Più in generale, invece, il lavoro più introspettivo poggia sulle spalle di Sergio Giardo. A lui il compito di scuotere e far riflettere Nathan Never. Il suo registro, marcato ed intenso, ben si sposa infatti sia con la sceneggiatura di Medda sia con quella di Vigna. Che siano vignette senza dialoghi o passaggi dettagliati da lunghi spiegoni l’autore torinese è sempre in grado di valorizzare in toto il ritmo delle emozioni dei personaggi.
Tirando le somme
Se volessimo leggere questa saga (come piace tanto definirla ai curatori della testata nei vari redazionali) come prodromo per qualcosa di nuovo che avverrà nel futuro, allora la chiusura compressa in un unico albo può anche avere ragion d’essere; contrariamente, i nove numeri sembrano abbondare di fill-in, e la pista stessa che vede Nathan da un lato, e l’Alfa dall’altro, alla ricerca del terrorista Yasser Zaghal, assume in più di un’occasione le connotazioni di un MacGuffin.

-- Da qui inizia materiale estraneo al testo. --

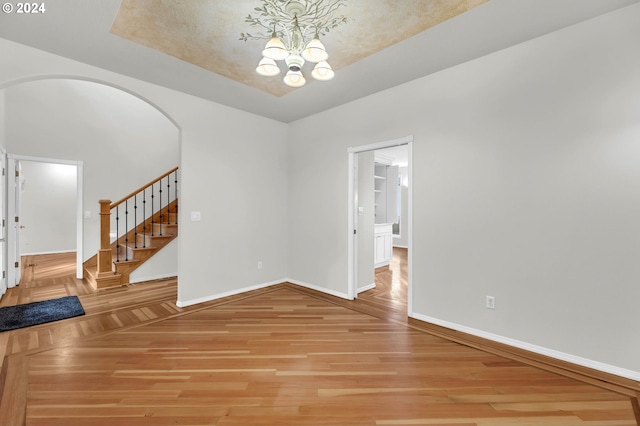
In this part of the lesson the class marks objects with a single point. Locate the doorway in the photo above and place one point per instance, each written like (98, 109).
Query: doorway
(42, 210)
(365, 187)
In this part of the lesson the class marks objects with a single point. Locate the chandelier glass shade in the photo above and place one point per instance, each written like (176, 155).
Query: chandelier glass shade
(293, 30)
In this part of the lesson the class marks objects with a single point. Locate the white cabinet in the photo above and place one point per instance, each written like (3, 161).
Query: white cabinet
(383, 244)
(386, 193)
(386, 209)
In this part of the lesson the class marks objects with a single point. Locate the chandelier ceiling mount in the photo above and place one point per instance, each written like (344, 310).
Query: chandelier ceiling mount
(293, 29)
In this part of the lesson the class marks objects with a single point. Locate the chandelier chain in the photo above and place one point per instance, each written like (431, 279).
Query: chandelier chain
(317, 18)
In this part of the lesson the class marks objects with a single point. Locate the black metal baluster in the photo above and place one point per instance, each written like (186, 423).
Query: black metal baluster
(117, 233)
(144, 218)
(153, 228)
(168, 196)
(160, 205)
(175, 190)
(135, 221)
(126, 230)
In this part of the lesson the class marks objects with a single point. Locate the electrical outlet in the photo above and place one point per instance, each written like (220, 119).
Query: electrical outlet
(491, 302)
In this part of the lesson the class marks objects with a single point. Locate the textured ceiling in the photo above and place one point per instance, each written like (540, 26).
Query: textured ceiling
(206, 32)
(164, 42)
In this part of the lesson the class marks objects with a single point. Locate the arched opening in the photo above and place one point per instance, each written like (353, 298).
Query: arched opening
(122, 139)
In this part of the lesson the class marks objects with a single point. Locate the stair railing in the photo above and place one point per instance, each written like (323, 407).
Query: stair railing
(129, 225)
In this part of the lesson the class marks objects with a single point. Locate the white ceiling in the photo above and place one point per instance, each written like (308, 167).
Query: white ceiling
(81, 30)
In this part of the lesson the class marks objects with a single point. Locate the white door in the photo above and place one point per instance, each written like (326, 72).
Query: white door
(19, 186)
(3, 222)
(13, 221)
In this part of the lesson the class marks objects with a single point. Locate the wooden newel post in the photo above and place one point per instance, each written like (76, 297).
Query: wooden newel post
(105, 257)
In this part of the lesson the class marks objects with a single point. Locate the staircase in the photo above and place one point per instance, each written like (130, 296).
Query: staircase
(126, 242)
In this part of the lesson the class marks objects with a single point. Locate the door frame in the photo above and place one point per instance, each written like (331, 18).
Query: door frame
(352, 260)
(13, 256)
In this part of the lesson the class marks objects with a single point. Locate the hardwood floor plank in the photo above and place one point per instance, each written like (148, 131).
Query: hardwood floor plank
(281, 355)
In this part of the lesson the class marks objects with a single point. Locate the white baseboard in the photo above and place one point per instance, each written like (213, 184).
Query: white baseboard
(320, 289)
(596, 365)
(183, 304)
(136, 280)
(48, 252)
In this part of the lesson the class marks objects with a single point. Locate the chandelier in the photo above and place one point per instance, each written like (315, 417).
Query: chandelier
(293, 29)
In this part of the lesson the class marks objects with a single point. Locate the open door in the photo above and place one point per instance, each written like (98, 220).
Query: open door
(3, 222)
(13, 229)
(360, 261)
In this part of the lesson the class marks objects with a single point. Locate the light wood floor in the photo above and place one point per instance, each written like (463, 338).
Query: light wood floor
(277, 356)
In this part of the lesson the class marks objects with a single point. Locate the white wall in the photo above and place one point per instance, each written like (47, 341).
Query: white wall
(48, 208)
(526, 184)
(233, 170)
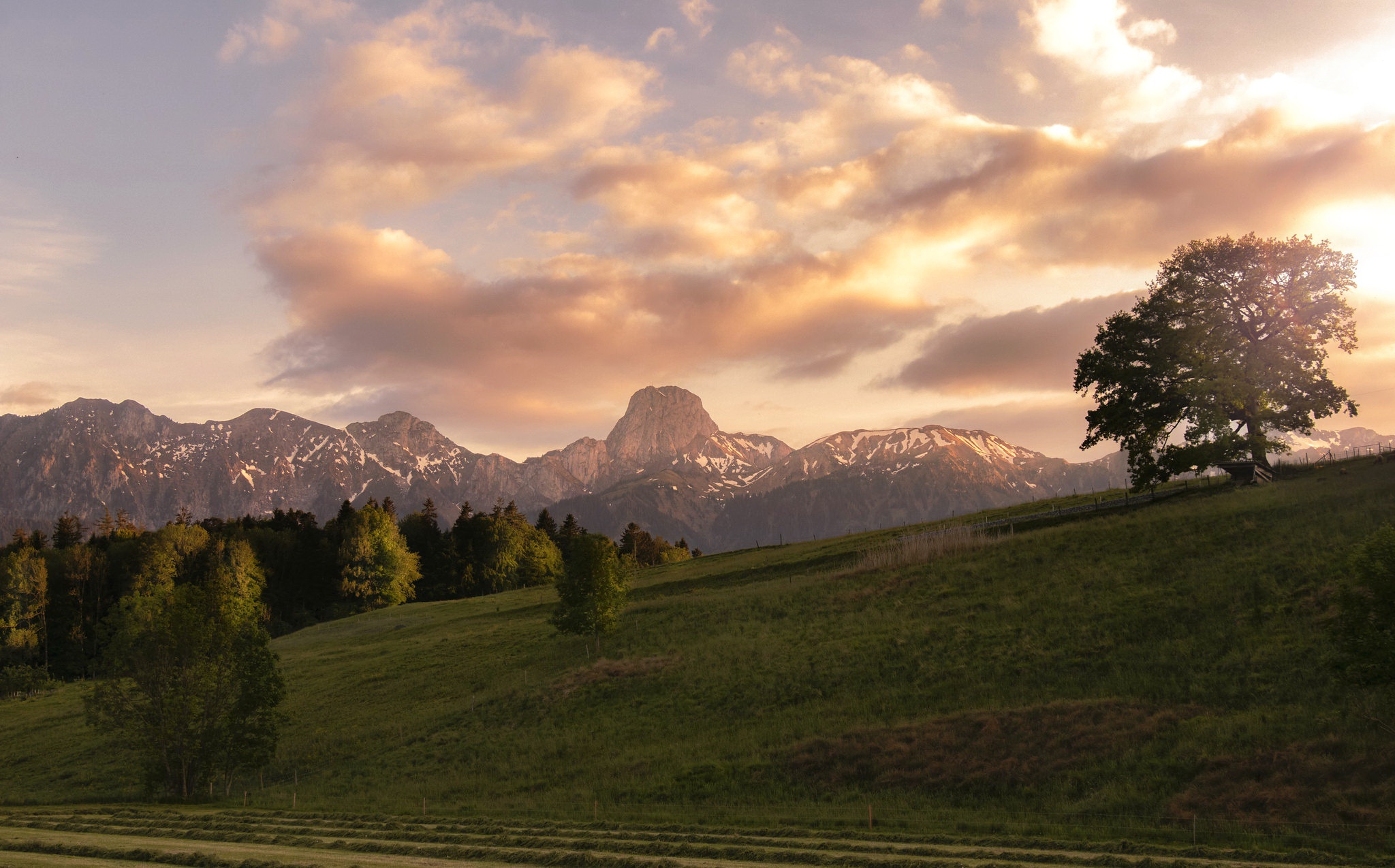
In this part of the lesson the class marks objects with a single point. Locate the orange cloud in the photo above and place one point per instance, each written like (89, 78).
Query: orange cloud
(833, 226)
(380, 307)
(401, 123)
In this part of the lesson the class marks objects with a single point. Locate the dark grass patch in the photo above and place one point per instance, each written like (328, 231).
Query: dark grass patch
(607, 671)
(1317, 782)
(141, 854)
(977, 749)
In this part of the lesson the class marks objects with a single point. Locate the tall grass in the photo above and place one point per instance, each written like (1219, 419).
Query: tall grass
(924, 548)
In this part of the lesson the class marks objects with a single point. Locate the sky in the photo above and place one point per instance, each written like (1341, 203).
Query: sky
(505, 218)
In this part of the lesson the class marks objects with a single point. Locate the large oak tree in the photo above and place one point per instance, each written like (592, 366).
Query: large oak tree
(1228, 346)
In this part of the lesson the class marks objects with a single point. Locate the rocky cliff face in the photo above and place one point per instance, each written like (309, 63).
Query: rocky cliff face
(660, 424)
(665, 464)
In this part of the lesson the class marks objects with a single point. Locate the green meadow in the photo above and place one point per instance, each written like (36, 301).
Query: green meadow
(1161, 672)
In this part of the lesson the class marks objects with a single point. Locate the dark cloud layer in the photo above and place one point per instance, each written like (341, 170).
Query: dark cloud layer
(1031, 349)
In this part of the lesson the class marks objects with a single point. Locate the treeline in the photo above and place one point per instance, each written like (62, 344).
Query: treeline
(57, 588)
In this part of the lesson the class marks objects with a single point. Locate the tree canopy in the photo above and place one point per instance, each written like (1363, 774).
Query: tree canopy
(1227, 347)
(187, 679)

In nove mesi di avventure sono tanti i punti in cui al lettore è richiesta una considerevole suspension of disbilief per coprire i bruschi movimenti di trama. Lo stesso effetto anamorfico su cui pure ci si è voluti soffermare, rischia di rimanere annacquato dal lento incedere della trama orizzontale, e spesso e volentieri il lettore rimane più colpito dalla qualità della sceneggiatura del singolo numero, che non dalla capacità di mantenere comunque vivo il legame tra i singoli numeri e di conseguenza l’interesse per la trama orizzontale.

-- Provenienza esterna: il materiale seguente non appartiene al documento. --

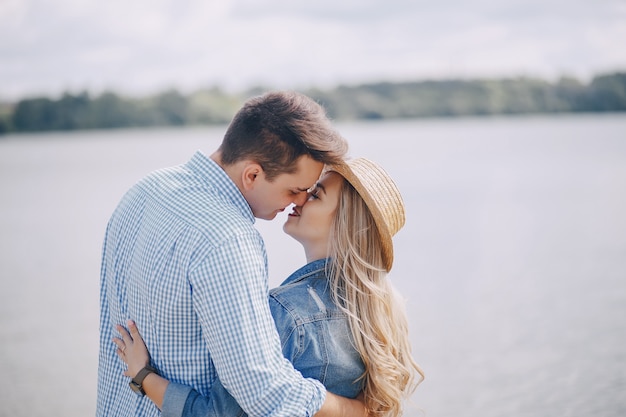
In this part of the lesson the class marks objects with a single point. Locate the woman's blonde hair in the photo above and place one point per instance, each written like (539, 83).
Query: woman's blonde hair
(378, 322)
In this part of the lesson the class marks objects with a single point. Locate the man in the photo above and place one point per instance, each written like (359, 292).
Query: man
(182, 258)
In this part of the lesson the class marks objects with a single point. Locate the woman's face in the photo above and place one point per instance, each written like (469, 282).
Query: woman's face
(310, 224)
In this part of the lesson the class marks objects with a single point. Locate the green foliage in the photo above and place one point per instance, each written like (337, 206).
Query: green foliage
(385, 100)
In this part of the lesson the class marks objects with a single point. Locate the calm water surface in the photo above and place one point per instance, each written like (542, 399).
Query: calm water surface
(512, 261)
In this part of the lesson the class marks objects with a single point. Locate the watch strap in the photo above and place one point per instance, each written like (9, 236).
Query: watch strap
(137, 381)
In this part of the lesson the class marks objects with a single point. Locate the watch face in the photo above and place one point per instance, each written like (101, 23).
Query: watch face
(136, 387)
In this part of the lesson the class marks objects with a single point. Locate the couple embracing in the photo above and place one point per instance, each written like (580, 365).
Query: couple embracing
(183, 264)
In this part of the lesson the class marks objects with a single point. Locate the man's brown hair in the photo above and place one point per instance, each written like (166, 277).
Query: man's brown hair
(276, 129)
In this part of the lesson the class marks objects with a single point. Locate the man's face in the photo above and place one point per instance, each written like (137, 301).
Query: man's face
(267, 199)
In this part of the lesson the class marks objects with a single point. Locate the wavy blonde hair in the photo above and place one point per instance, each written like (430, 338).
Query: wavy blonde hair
(378, 322)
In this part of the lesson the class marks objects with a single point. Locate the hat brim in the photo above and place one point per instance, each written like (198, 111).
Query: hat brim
(368, 179)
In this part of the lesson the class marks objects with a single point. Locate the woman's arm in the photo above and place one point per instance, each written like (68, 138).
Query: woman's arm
(133, 351)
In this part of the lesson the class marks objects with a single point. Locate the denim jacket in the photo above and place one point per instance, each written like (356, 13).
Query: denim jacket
(315, 337)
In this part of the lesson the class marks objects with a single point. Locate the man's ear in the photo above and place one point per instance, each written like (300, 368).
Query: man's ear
(250, 175)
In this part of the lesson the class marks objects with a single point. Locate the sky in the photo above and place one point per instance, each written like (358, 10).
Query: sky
(146, 46)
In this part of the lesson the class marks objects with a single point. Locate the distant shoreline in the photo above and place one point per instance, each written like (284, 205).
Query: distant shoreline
(374, 101)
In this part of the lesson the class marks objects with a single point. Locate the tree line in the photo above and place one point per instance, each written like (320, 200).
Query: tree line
(385, 100)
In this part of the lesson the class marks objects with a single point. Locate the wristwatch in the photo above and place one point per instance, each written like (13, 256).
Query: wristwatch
(135, 383)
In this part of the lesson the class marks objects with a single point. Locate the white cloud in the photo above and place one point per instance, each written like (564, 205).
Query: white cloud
(146, 45)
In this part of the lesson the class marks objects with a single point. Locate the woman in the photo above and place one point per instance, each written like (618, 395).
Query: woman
(338, 318)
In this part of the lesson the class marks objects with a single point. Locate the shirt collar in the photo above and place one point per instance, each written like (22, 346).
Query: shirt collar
(307, 270)
(211, 172)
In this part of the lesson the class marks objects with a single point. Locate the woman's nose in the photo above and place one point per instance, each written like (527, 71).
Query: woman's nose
(301, 198)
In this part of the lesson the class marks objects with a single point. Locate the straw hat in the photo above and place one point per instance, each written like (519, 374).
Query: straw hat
(382, 197)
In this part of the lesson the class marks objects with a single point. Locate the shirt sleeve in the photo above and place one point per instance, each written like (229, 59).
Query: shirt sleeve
(230, 297)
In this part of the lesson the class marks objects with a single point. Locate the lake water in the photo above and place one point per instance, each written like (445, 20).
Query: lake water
(512, 261)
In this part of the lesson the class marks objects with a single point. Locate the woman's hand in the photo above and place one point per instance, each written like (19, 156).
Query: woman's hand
(131, 349)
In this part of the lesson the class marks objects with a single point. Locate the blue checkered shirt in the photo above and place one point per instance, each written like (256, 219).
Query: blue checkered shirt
(182, 258)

In aggiunta, la citata cesura alla fine del secondo albo, per quanto voglia essere presentata come “punto di non ritorno”, rivela in realtà la conclusione telefonatissima della saga stessa.
Un Nathan realmente fuori dalle fila dell’Alfa per un periodo di tempo più o meno lungo, dovrebbe essere presentato e trattato al pari di quanto fatto a suo tempo con Legs, richiedendo anzi in questo caso agli autori un coraggio non da poco nel portare avanti una testata, in realtà priva del suo protagonista eponimo.
È questo però il vero giro di vite che nessuno penserebbe mai di mettere in scena.
Il meglio che si può fare è quindi quello di esplorare e colonizzare nuovi scenari, sparpagliando i comprimari senza realmente allontanarli – una cosa del genere a dire il vero è stata fatta, con Asteroide Argo – e giocare a mettersi alla prova con un parterre di personaggi risicato ma mai privato del tutto di qualcuno di essi: una formula sostanzialmente gattopardesca, realizzata fortunatamente in maniera quantomeno stiracchiata, anche a scapito di una coerenza interna che però, dopo quasi trent’anni, mostra inevitabilmente delle crepe.
È però anche questo il Nathan che conosciamo, che continua a mettersi seriamente in gioco, a fare revisionismo, sia che lo dichiari sia che non lo faccia, sempre entro i limiti di una comfort zone, seppur ragionevolmente ampia. I cosiddetti autori “storici” continuano a (cercare di) rigenerare il personaggio, attorniandosi certo di altri sceneggiatori la cui influenza si sta alla lunga facendo sentire, tuttavia riservandosi di mantenere la guida del vascello, dopo le esperienze passate che lo hanno spinto troppo oltre e con troppa frequenza.